When Phil didn't recognize the second name either, she quit trying. "Well, anyway, Phil," she said in her friendly, quiet voice, "there's Moe Brimstine, practically the boss of Fun Incorporated, which runs wrestling and amusement centers, all sales-robots, jukebox burlesque, and a lot of other things they don't talk so much about. And he's worried, real worried. Now I know Moe. He don't worry about nothing but the syndicate. So things must be real bad." She paused, then added cryptically, but with a sort of personal gloominess, "Lots of things are real bad."
Phil nodded. There was a silence.
"Say, Phil," she finally said huskily, watching her big, gravy stained finger rub her near empty glass. "That really was a-whadya call it?-delusion, wasn't it, this afternoon when you was talking about a green cat?"
"I thought so then," Phil said softly. "Now I'm not sure."
She let out a big breath and looked up at him. "You know," she said with sudden warmth, "neither am I. Say Phil, how valuable is that cat, anyway, if there is a cat? Could it be worth $10,000?"
Phil felt his eyes bug at the same instant he was thinking that Lucky's worth could never be measured in money. "$10,000?" he murmured. "I haven't the faintest idea. What made you think of that figure?"
"Well," Juno said slowly, "after the Akeley's-muck 'em!-had left this afternoon, Jack came in to me and started talking again about how dumb I was about you. Only this time it wasn't because I had let you in, but because I'd let you go. He says to me, 'You're dumb, Juno, you're deductively dopey. You don't recognize opportunity. Now I'm in a position to make $10,000 out of that little squirt, only I'm not going to do it, at least not right away,' he says, 'because there are higher things, Juno, there are higher things.'" And she rolled her eyes as if she were in the ring and approaching her spouse in his character of Swish Jack Jones, the Lady Killer.
"Well, anyway," she went on after a moment in a less outraged voice, "I didn't wonder too much about that at the time, 'cause he's always trying to needle me that way since he met Sashy (Jack hates me to call him that) Akeley. But then, just after I get out of the ring tonight, Moe Brimstine starts pumping me about a green cat. Seems he'd been playing Old Rubberarm's recordings of his conversations for the afternoon, and I'd talked about a green cat when I was talking to you. He pretended it was what you call idle curiosity, but that's something Moe Brimstine's got nothing of. Course I told him you were just a harmless nut with cats in your bonnet, but he didn't seem satisfied." She looked at Phil puzzledly. "You did think you were a nut this afternoon, didn't you? You didn't believe in any green cat then-I mean, after we'd argued you out of it?"
Phil had to nod.
"But now you've changed your mind?"
"Yes, I have. You see, I finally took your husband's advice and went to see the analyst."
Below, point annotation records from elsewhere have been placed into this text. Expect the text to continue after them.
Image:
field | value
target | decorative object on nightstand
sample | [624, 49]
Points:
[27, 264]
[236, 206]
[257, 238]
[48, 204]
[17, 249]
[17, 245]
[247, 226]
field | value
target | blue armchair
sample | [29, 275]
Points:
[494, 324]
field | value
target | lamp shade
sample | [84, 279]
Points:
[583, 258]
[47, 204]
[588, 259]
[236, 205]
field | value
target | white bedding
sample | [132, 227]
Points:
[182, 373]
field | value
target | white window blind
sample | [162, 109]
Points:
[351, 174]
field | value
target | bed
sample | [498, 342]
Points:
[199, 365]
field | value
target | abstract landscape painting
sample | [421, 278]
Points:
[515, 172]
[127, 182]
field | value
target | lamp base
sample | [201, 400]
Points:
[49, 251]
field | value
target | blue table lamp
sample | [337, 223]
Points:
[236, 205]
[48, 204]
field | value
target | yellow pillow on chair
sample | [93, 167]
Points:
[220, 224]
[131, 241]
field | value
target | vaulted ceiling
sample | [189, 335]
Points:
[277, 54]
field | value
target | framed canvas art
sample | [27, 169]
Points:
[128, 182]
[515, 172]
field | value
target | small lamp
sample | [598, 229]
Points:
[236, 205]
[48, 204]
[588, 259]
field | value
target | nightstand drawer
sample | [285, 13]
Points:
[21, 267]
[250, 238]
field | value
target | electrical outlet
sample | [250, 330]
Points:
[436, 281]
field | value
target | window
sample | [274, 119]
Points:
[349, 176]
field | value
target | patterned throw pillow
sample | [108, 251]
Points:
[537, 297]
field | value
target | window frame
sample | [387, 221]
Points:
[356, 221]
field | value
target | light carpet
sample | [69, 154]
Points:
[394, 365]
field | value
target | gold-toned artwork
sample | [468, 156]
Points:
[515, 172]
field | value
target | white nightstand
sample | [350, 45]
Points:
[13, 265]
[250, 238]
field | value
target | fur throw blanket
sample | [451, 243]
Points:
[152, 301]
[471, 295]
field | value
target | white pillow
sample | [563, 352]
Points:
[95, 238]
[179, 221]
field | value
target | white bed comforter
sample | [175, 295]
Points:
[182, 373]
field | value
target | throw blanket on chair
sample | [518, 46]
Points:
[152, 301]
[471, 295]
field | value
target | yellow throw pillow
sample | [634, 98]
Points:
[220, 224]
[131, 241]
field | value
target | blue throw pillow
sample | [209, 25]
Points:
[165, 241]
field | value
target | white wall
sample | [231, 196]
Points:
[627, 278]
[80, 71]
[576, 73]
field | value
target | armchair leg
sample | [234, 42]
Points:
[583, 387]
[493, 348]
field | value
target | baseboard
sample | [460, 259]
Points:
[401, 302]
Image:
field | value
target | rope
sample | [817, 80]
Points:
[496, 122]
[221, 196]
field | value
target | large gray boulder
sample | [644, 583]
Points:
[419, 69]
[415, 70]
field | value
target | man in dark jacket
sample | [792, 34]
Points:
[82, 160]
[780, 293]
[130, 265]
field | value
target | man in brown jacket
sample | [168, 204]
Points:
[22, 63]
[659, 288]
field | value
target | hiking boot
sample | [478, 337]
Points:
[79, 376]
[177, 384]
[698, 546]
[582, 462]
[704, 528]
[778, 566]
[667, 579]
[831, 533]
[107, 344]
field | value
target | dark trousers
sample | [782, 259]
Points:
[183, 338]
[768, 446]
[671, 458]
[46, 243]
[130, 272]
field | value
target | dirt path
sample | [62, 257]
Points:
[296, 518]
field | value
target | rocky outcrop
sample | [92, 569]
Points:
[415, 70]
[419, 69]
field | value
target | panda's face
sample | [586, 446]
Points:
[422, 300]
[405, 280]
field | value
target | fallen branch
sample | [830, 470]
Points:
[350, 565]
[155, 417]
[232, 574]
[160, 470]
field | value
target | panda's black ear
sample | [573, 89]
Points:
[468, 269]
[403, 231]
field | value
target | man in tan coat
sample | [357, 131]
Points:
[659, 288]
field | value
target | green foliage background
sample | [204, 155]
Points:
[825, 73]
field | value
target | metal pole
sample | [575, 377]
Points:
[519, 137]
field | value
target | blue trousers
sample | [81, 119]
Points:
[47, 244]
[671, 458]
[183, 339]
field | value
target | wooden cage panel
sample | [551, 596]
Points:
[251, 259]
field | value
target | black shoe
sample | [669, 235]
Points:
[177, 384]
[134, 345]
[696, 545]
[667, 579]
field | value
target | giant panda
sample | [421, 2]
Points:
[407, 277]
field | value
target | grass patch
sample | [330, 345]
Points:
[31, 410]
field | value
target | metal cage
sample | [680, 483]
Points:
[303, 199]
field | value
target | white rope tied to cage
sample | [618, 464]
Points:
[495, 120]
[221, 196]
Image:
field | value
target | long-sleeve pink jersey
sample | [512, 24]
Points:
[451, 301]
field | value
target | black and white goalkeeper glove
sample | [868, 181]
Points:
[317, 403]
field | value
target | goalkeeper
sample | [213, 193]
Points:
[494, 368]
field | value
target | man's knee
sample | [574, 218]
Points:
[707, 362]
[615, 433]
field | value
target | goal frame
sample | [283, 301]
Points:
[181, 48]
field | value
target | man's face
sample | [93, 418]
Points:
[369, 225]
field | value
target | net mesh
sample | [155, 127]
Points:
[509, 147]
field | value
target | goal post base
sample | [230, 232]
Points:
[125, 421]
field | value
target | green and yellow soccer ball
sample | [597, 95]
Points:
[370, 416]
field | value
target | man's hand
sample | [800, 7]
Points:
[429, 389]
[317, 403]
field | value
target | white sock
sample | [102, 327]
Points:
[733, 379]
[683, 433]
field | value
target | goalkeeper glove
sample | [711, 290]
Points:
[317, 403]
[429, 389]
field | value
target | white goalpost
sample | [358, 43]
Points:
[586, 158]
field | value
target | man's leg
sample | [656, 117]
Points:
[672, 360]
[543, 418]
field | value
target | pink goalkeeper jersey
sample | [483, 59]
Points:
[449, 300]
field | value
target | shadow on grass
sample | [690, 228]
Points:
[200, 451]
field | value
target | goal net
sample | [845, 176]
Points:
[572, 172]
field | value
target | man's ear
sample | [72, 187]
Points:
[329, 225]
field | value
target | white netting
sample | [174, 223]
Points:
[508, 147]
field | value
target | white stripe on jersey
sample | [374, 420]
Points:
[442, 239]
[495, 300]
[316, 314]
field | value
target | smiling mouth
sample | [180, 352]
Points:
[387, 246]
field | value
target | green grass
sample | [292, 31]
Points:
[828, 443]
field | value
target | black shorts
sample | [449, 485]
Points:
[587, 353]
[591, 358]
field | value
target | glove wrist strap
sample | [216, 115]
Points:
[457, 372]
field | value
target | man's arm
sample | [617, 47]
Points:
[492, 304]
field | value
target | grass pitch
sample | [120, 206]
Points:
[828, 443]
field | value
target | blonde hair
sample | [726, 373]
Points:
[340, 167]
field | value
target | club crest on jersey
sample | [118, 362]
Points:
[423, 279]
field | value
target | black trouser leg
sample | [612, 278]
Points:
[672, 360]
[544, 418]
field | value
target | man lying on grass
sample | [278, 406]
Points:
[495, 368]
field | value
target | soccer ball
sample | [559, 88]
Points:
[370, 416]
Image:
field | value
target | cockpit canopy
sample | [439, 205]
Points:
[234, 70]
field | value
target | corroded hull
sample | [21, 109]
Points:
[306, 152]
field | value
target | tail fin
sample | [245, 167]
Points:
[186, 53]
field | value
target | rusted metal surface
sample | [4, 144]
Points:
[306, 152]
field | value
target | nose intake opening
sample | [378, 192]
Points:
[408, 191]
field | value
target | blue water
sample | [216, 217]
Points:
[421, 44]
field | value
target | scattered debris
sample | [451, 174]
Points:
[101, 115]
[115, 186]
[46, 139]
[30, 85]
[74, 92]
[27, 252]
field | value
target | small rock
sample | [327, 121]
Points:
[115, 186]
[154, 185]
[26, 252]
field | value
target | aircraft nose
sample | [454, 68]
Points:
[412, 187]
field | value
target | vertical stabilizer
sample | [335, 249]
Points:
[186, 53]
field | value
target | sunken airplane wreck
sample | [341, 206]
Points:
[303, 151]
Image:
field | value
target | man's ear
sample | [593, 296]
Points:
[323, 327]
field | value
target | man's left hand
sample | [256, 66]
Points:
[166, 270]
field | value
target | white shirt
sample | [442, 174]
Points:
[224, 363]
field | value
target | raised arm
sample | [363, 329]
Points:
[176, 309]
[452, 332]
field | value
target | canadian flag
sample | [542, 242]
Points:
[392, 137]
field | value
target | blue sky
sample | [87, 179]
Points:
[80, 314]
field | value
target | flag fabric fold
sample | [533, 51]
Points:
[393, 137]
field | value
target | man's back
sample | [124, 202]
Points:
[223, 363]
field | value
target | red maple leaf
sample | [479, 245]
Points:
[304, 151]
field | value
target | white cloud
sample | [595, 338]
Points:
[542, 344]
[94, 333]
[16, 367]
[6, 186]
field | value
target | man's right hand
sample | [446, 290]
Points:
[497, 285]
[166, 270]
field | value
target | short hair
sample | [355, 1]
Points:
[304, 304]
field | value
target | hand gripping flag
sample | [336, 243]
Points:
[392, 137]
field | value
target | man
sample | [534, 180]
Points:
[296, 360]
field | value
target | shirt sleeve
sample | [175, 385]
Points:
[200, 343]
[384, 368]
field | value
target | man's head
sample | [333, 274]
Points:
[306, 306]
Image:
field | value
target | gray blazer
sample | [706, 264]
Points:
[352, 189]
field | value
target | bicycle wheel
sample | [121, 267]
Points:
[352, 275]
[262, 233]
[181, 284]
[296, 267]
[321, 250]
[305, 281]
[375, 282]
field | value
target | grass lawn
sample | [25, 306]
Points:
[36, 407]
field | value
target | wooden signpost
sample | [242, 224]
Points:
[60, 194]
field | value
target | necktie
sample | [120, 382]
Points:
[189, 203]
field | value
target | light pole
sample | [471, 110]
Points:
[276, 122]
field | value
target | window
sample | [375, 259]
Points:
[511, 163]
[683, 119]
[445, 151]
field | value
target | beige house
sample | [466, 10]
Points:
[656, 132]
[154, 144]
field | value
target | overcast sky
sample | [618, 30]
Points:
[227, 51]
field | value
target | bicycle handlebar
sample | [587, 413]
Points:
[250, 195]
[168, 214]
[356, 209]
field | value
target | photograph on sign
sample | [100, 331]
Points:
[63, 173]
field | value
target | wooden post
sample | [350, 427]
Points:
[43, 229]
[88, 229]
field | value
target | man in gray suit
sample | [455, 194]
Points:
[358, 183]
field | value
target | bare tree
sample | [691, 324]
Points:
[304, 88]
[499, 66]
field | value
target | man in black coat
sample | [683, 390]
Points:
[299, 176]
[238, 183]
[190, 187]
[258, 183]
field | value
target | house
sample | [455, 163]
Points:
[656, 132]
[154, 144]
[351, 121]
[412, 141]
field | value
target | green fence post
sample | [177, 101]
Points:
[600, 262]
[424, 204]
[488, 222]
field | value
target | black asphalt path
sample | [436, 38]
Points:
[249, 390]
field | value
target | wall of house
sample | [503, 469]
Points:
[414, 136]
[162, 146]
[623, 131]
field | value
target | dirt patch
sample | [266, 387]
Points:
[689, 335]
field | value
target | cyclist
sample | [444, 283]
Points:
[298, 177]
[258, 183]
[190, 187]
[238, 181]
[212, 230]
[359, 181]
"That lousy psycher the Akeleys put him onto!" she snorted.
Phil sketched the essentials of his episode with Dr. Romadka. When he had finished, Juno burst out, "I get it all right. If he locks you up and calls in some hoods and they demagnetize the law tape chasing you, then that green cat's no weed dream, brother!"
"They didn't look like hoodlums," Phil objected doubtfully. "Besides, Miss Romadka didn't seem to think the green cat was important."
"That sexy little she-punk!" Juno dismissed Mitzie contemptuously.
Phil was startled-he hadn't realized he'd told Juno so much about Mitzie.
"Besides," Juno went on conclusively, "Moe's interested in the green cat, or he wouldn't pump me about it, and anything Moe's interested in has gotta be real. Oh, the poor little mutt."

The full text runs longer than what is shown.